Director and writer Subbaraj struggles to manage the twin conflicting tones that the narrative presents, with the stylised action comedy aspects of Suruli’s conflict with Sivadoss and his men clashing awkwardly with the issues concerning refugees and immigration that arise later in the film. This tonal confusion extends to Dhanush’s performance. In particular, his assured essaying of Suruli’s initial carefree nature contrasts noticeably with his less convincing depiction of the character’s more serious moments, such as his third act confrontation with Attila and subsequent internal conflict over his allegiances.
Whilst Subbaraj’s inclusion of thematically relevant issues of racism towards non-European immigrants in Britain and anti-refugee discrimination is to be commended, the ham-fisted and perfunctory way in which they are included only serves to undermine their relevance and effectiveness. For the majority of the film, Subbaraj side-lines these topics in favour of focusing on run of the mill action sequences that occasionally give the impression of a low production budget, as can be seen in a climactic assault on Sprott’s mansion. The combining of multiple subplots also results in the majority of them seeming abbreviated, such as Suruli’s rise to power under Sprott’s leadership. This seems strangely abrupt given the film’s lengthy running time. In addition, the romantic subplot between Suruli and Attila comes across as unconvincing, nott helped by both the lack of chemistry between Dhanush and Lekshmi and as the implausible narrative twist involving Attila that challenges Suruli’s loyalties.
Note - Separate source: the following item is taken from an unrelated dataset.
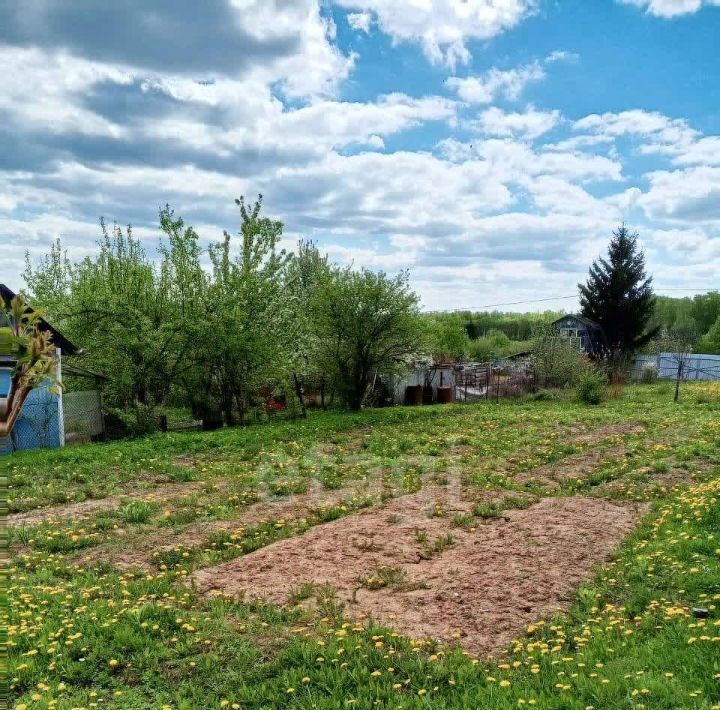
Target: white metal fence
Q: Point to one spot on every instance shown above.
(82, 416)
(693, 366)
Fortunately, Cosmo and George provide the majority of the film’s highlights, with the latter coming across as effectively intimidating in his scenes with Dhanush. Cosmo is in his element as Sprott, providing a rough-hewn charisma to what could have been a one-dimensional racist villain and making the most of the opportunities the film gives him to go wild, whether that includes bellowing racist invective or wielding a shotgun and machete respectively.
Jagame Thandhiram aims to encompass a range of genres, from action comedy to crime thriller to social issues drama, but instead results in a sprawling jumble that fails to adequately realise any of them. Not even James Cosmo can lift the film to a level above mediocrity.